Must have this plate on the transom:


----------



## sailingdog (Mar 19, 2006)

TB-

I know someone who just was given one, and might be putting it up for sale, since she has too many boats already... I don't know if it is an original or a copy... next time I'm down at her place I'll look at it. 
I think it is a copy though.


----------



## LakeEscape (Jul 18, 2007)

*Victoria 18*

Yes it's out of production, yes they do have some teak, yes they are a bit heavy, but yes they are beautiful, sail like a dream, 24 inch draft, single hand like cake and did I say, they are beautiful.

I just bought one for my girl friend's step dad. Purchased through eBay. I went to see the boat and gave it a thorough going over. We trailed the boat to her new home on a lake in Virginia that has a 19 foot rule, which explains the fleet of Flying Scots. Well dad is 70 and an FS is too much. While rigging the boat, at the ramp, about 10 people came up to us and complimented her lines and classic looks. Dad was grinning ear to ear.

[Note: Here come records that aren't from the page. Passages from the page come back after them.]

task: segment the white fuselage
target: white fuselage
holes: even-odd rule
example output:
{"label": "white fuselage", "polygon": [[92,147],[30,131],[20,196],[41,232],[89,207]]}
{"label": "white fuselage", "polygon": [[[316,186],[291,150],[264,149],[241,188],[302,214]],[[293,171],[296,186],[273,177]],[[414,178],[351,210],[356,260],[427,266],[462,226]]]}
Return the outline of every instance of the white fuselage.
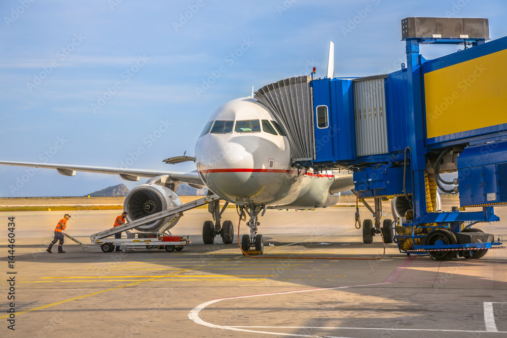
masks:
{"label": "white fuselage", "polygon": [[[259,128],[248,124],[255,121]],[[220,122],[216,127],[226,127],[215,128],[216,121]],[[241,128],[245,125],[242,121],[248,128]],[[329,191],[334,174],[316,175],[293,167],[288,140],[280,134],[277,122],[251,98],[233,100],[217,109],[208,122],[212,128],[196,144],[197,170],[205,184],[221,198],[240,205],[299,208],[337,203],[339,194]]]}

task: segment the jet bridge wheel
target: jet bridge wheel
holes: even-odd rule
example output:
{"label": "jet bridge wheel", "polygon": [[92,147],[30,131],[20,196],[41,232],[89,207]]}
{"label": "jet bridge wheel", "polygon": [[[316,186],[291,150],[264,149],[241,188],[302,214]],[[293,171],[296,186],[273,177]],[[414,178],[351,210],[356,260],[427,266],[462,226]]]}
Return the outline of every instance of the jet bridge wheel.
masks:
{"label": "jet bridge wheel", "polygon": [[373,222],[365,219],[363,222],[363,242],[368,244],[373,242]]}
{"label": "jet bridge wheel", "polygon": [[[428,235],[428,245],[455,244],[456,236],[448,230],[434,230]],[[450,260],[456,256],[456,251],[428,251],[433,260]]]}
{"label": "jet bridge wheel", "polygon": [[224,244],[232,244],[234,240],[234,226],[232,224],[232,222],[230,220],[224,222],[220,234]]}
{"label": "jet bridge wheel", "polygon": [[110,243],[104,243],[100,246],[102,252],[112,252],[115,249],[115,246]]}
{"label": "jet bridge wheel", "polygon": [[384,219],[382,224],[382,234],[384,236],[384,243],[386,244],[392,243],[392,232],[391,231],[390,219]]}
{"label": "jet bridge wheel", "polygon": [[213,222],[207,220],[202,226],[202,241],[205,244],[212,244],[215,239]]}
{"label": "jet bridge wheel", "polygon": [[[467,229],[465,229],[461,231],[462,233],[483,233],[484,232],[481,229],[476,229],[474,228],[469,228]],[[463,256],[466,258],[467,259],[478,259],[481,258],[484,256],[484,255],[488,253],[488,249],[485,249],[484,250],[475,250],[472,251],[472,254],[473,256],[470,255],[470,251],[463,251]]]}

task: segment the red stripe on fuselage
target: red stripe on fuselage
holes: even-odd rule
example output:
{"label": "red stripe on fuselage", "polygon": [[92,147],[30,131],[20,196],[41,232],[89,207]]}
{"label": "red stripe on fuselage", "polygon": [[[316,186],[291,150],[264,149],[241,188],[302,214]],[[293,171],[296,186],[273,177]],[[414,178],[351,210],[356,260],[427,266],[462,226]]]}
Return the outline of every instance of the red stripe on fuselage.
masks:
{"label": "red stripe on fuselage", "polygon": [[[274,172],[279,174],[290,174],[294,173],[297,174],[296,170],[282,170],[282,169],[251,169],[248,168],[239,168],[230,169],[206,169],[204,170],[199,170],[199,172],[201,174],[206,174],[208,173],[225,173],[225,172]],[[312,172],[303,173],[302,171],[299,173],[300,175],[307,175],[308,176],[314,176],[317,177],[333,177],[333,175],[323,175],[322,174],[315,174]]]}

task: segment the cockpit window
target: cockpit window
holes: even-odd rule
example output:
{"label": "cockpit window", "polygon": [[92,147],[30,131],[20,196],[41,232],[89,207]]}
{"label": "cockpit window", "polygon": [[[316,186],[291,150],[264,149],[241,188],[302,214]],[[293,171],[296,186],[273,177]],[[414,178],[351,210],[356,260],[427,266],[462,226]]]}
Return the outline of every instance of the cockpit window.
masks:
{"label": "cockpit window", "polygon": [[232,126],[234,121],[215,121],[211,129],[211,134],[225,134],[232,132]]}
{"label": "cockpit window", "polygon": [[237,133],[253,133],[261,131],[261,125],[258,120],[236,121],[234,131]]}
{"label": "cockpit window", "polygon": [[213,121],[209,121],[206,125],[206,127],[203,130],[202,132],[201,133],[201,135],[199,135],[199,137],[202,137],[203,135],[206,135],[209,132],[209,130],[211,129],[211,126],[213,125]]}
{"label": "cockpit window", "polygon": [[278,123],[276,121],[272,121],[271,122],[273,123],[273,125],[275,126],[276,128],[276,130],[278,131],[278,134],[282,135],[282,136],[286,136],[287,133],[285,132],[285,130],[282,128],[282,126],[278,124]]}
{"label": "cockpit window", "polygon": [[273,135],[278,135],[275,130],[273,129],[273,127],[271,126],[271,124],[267,120],[262,120],[262,130]]}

You can find these boats now and then, and the price is usually pretty good. Aftermarket items are easy to find and we towed the boat behind a Rav4.

Check Interyacht and such. I know of one at a dealer in Memphis. She's in really good shape and reasonably priced.


----------



## TSteele65 (Oct 19, 2006)

TB - there's three or four on yachtworld right now (and it's actually 16ft LOA - 12 1/2 at the waterline)

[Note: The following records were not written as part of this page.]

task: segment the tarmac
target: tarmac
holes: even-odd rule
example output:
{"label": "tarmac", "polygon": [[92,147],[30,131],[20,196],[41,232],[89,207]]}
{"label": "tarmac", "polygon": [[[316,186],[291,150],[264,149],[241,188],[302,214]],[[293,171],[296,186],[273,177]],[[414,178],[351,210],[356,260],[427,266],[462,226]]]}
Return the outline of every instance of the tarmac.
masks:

http://www.yachtworld.com/core/list...100&city=&pbsint=&boatsAddedSelected=-1&ps=30


----------



## TrueBlue (Oct 11, 2004)

Thanx TSteele - and as expected, the prices range from high teens to low twenties, with widely varying conditions. 

I've never sailed one, but since they were built in Bristol, RI - just a few miles away and having lived/boated along Narragansett Bay my entire life, I have long admired them.

Would be more of a hobby to find a sound one in need of some love (for a decent price) and make it into a winter garage project.


----------



## richard_reinhart (Aug 3, 2002)

*How about a Sea Pearl?*

It's a little bigger than what you described, but still lightweight; very shallow draft; and big enough for a small crowd. You can also buy a canvas "cabin" for limited overnights.

I haven't sailed one, but I've seen one on the hard and I think they're pretty cool. A friend kept one on the Georgia coast for many years and he loved it. He is quite knowledgeable as a sailor, and previously owned a Cape Dory 25; a J 21; and a Thistle. When he wanted something a little bigger than the Sea Pearl he bought a Pacific Seacraft Dana.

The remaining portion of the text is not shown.